- Born: 29 September 1784 Christiansted (Virgin Islands)
- Died: 30 August 1855 (aged 70) Seville
- Conflicts: American Revolutionary War Great Siege of Gibraltar; ; War of the Pyrenees; Ferrol Expedition; War of the Oranges; Peninsular War Evacuation of La Romana's division; Battle of Valmaseda; Battle of Espinosa de los Monteros; Siege of Olivença; Battle of Albuera; ;

= Tulio O'Neill O'Keefe =

Spanish army officer of Irish descent (1784–1855)

Tulio O'Neill O'Keefe, 7th Marquis of La Granja (1784–1855), was a general of Irish origin who served in the Spanish army.

==Family==
His parents were Tulio O'Neill O'Kelly and Catalina O'Keeffe Vélez, both of Irish origin, and his uncle, Arturo O'Neill, was a lieutenant general in the Spanish army and a Spanish colonial governor. Through his marriage to Manuela Luisa de Castilla y Quevedo, Marchioness of La Granja, Tulio O'Neill O'Keefe became the 7th Marquis of La Granja.

==Early career==
He graduated as a captain in the Infantry Militias before being attached to the Puerto Rico Regiment. In 1807, he joined the Division of the North, a division, composed of 15,000 men under the command of the Marquis de La Romana, Pedro Caro y Sureda, that was initially deployed, between 1807 and 1808, to perform garrison duties in Hamburg under Marshal Bernadotte. In March 1808, along with a Franco-Belgian unit of approximately the same size, the unit was deployed to Denmark, with the two-fold objective of protecting that country, also an ally of Napoleon, and preparing for an invasion of Sweden.

==Peninsular War==

Following the Evacuation of La Romana's division, O'Neill saw action at the Battle of Valmaseda and at the Battle of Espinosa de los Monteros, in November 1808. The following month he was promoted to Infantry captain.

Promoted to lieutenant general in 1809, at the end of that year he was given command of the Regiment of Hibernia.
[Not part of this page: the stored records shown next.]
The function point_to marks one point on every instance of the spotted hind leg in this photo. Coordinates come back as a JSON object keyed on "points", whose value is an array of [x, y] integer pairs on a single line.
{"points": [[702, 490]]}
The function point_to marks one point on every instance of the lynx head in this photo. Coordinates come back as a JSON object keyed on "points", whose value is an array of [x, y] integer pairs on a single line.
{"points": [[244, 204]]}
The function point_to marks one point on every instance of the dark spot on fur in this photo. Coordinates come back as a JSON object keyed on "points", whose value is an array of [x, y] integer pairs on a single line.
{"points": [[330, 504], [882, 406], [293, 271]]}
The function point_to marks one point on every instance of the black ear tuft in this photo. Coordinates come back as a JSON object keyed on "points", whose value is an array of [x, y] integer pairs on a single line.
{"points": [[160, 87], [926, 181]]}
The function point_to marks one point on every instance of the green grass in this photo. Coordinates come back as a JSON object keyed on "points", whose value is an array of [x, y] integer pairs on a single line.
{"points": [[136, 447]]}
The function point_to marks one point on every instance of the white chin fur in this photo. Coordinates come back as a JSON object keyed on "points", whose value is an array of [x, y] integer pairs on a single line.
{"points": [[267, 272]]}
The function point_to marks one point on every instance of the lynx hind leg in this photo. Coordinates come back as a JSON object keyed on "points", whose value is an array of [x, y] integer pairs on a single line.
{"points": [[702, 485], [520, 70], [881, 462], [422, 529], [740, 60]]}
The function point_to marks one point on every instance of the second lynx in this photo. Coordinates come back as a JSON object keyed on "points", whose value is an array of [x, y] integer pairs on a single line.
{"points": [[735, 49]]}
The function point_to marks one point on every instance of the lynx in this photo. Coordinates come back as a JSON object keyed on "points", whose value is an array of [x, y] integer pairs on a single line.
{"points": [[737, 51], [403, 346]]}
At the beginning of 1810, he was appointed aide-de-camp to La Romana in 1810 and promoted to lieutenant colonel shortly thereafter, and in January 1811, following the death of La Romana, he was appointed aide-de-camp to General Castaños, under whom he saw action at the Siege of Olivença and at the Battle of Albuera, as colonel of the Princess's Regiment.

In 1812, he saw action at the Siege of Ciudad Rodrigo and at the Battle of Salamanca, entering Madrid the followin November.

In 1813, he took part in the Siege of Pamplona. Later that year, he was promoted to brigadier and pursued Napoleon's retreating army into France. The following year he took part in the Battle of Bayonne.

==Post-war years==
Between 1820 and 1822, during the Trienio Liberal, he was the commander-in-chief of Murcia until his retirement. However, following the restoration of Ferdinand VII, O'Neill returned to active service and was appointed military govervor forst of Seville and then, in 1826, of Ceuta. In 1828, he was given command of a brigade of the Royal Guard and promoted to field marshal.